With the centenary of the start of the First World War approaching, Martin Hesp talks to a Westcountry writer and poet who believes it is vital to understand an earlier conflict.
The centenary of the beginning of the First World War will be upon us in just over six months time and memorials across the Westcountry will be busy as military personnel, historians, journalists, politicians and families whose loved ones perished in one of the worst conflicts ever fought prepare to remember those who paid the ultimate sacrifice.
But before we are swept up in memories of the French trenches and Flanders battlegrounds, a well known Westcountry poet and writer believes we ought to take time to recall another war that cost this region dear.
James Crowden says it is important to remember and try to understand the Boer War before we look back at the much bigger, more ruinous and tragic conflict fought on European soil. And, to that end, he has put together a collection of poems, anecdotes and vignettes which look at the language of the South African war and charts the origins and progress of this long forgotten military action.
Using contemporary sources from the time, diaries, letters, newspaper reports, verbatim accounts and poems to get a real feel for the war as it unfolded and to show how these cataclysmic events were recorded at the time and why the war had such an impact on public consciousness worldwide.
James had two great uncles who fought in the Boer War, one of whom later worked in Somerset at a paper mill at Creech St Michael. He also discovered there were three people in his home village of Winsham, near Chard, who had close connections to the Siege of Ladysmith – one of the most famous incidents in the South African conflict which cost so many British personnel their lives.
After uncovering a wealth of new material and photographs including a set of diaries belonging to his acupuncturist's grandfather who served in the Coldstream Guards at some important battles – James set about writing From Ladysmith to Archangel – The Language of War – Part One The Boer War 1899-1902.
He told the Western Morning News: "There is a lot about the war that has great relevance to the Westcountry – the Devon regiment had one battalion inside the Siege of Ladysmith, and another battalion outside under General Buller, a Devon man, part of the relief force.
"One moving excerpt in the book is from a newspaper report describing the two battalions meeting after many months of hard fighting.
"This is the first volume of a two-part work," he explained. "The second volume which will come out in 2014 and covers the First World War – and ends up in Archangel in Northern Russia as part of the Russian Civil War when British troops were evacuated in September 1919."
In writing this first volume James says he was amazed to find such a rich cast of well known characters, including Sherlock Holmes author Arthur Conan Doyle, who worked as a doctor in a field hospital during a typhoid outbreak.
Rudyard Kipling, gets a mention – he briefly edited a newspaper called The Friend in Bloemfontein. The unlikely figure of Mahatma Gandhi figures too – he acted as stretcher bearer under fire at the Battle of Spion Kop – a costly action about which Winston Churchill was later to write: "Corpses lay here and there. Many of the wounds were of a horrible nature. The splinters and fragments of the shells had torn and mutilated them."
Churchill himself features in the new book – he was captured when an armoured train was ambushed and later famously escaped. His intrepid aunt Lady Sarah Wilson, who was captured after she'd been asked to leave Mafeking for her own safety by one Col Robert Baden-Powell after the Boers threatened to storm the British garrison.

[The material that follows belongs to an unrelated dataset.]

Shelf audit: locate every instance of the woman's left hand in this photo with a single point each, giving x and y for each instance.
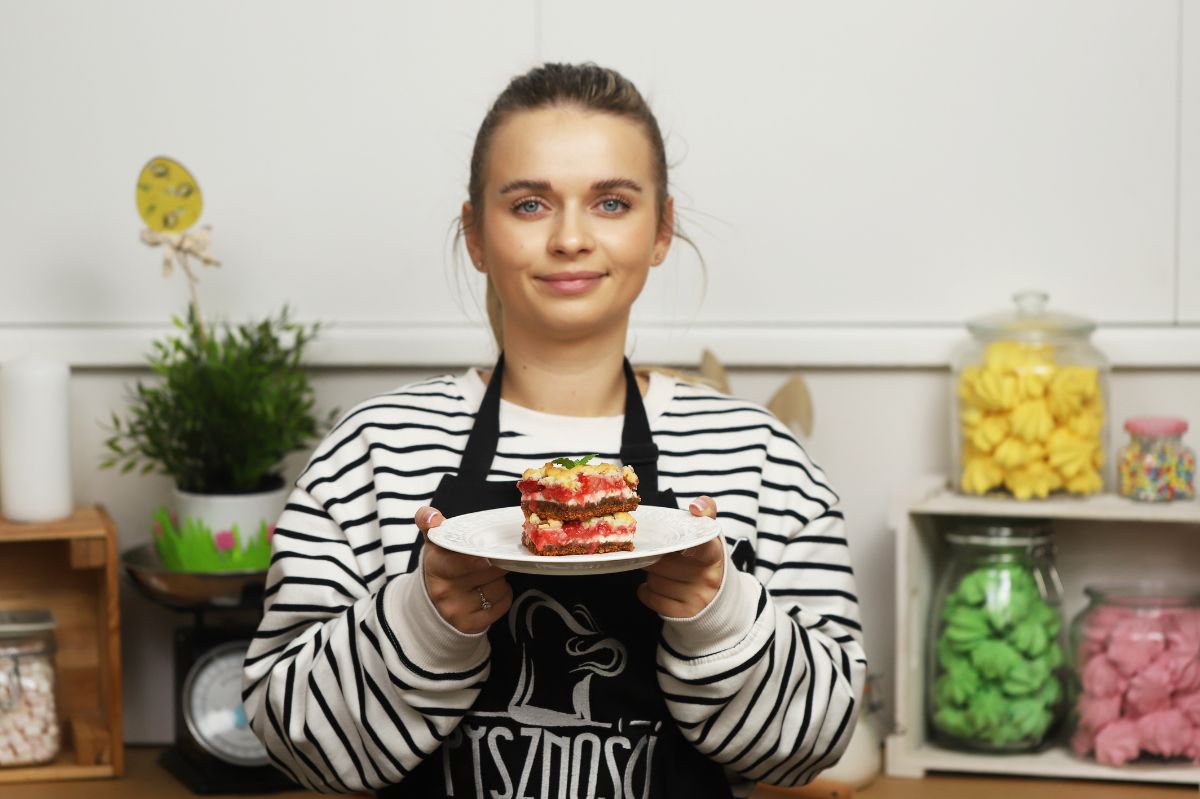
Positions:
(683, 583)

Having set off on a madcap adventure in the company of her maid, travelling through the South African countryside, she was finally captured by the enemy – but later returned to the town in exchange for a horse thief being held there. She became the first woman war correspondent.

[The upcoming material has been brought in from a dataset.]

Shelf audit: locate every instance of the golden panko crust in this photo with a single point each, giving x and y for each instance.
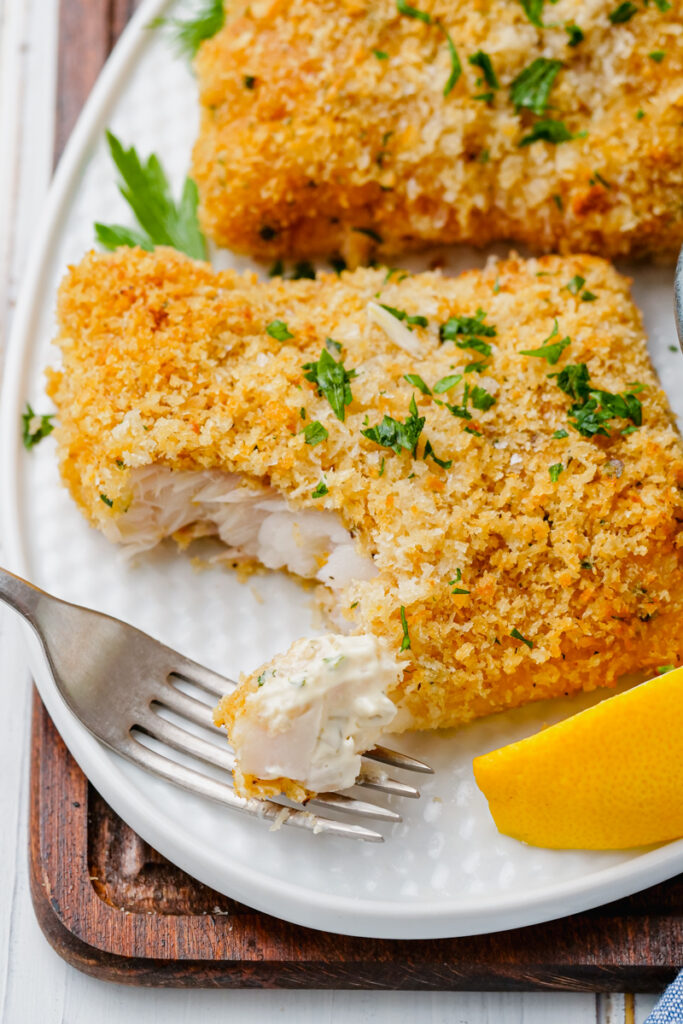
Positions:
(326, 119)
(168, 361)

James Crowden discovered that the Dutch-born artist Vincent van Gogh had a third brother, Cornelis, who fought on the Boer side in a Commando unit. He was captured and died in a British Army hospital.
The Somerset-based author writes: "The Boer War was in some ways a proxy war and, rather like the Spanish Civil War, had many international followers who served as commandos. The Boer War was also used as testing ground for weapons and tactics. It paved the way for First World War in much the same way that the Spanish Civil War opened the gates for the Second World War. Many German military advisers and specialists fought on the Boer side and were captured."

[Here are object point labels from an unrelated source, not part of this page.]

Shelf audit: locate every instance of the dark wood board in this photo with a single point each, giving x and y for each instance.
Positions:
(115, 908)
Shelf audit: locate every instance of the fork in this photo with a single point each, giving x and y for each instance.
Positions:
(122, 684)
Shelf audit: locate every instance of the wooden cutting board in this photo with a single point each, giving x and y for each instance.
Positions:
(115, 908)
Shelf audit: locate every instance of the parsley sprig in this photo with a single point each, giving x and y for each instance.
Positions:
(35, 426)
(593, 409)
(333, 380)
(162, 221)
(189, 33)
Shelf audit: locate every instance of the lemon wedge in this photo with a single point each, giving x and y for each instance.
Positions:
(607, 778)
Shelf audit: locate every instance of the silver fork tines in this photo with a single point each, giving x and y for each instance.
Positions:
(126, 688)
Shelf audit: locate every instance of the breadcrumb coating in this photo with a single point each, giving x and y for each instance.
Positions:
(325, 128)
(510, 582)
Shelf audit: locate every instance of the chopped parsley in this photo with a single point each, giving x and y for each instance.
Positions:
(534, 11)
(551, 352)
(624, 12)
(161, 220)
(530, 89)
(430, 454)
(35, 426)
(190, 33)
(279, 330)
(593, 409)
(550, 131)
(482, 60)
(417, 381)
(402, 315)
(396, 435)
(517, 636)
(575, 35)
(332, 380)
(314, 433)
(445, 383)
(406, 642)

James has also looked at the involvement of other European countries in supplying arms and men to help the Boers: "There were searchlights, machine guns, barbed wire, war balloons and mausers, as well as long-range artillery and high explosives. Here were diamond mines, gold mines, towns under siege, set piece battles, snipers, disease, nurses, concentration camps well as a very hard fought guerrilla war."
Perhaps most importantly, James has taken what he describes as an experimental approach to writing military history, laying the book out as if it was poetry to give the language "a chance to breathe". His aim has been to make military history more accessible to a far wider audience and, in doing so, enable non-military-historians to understand what it was like to be there.
From Ladysmith to Archangel – The Language of War – Part One: The Boer War 1899-1902 is 400 pages with 200 black and white illustrations. Soft-back price £18.95. Publisher: Flagon Press ISBN 978-0-9562778-5-5.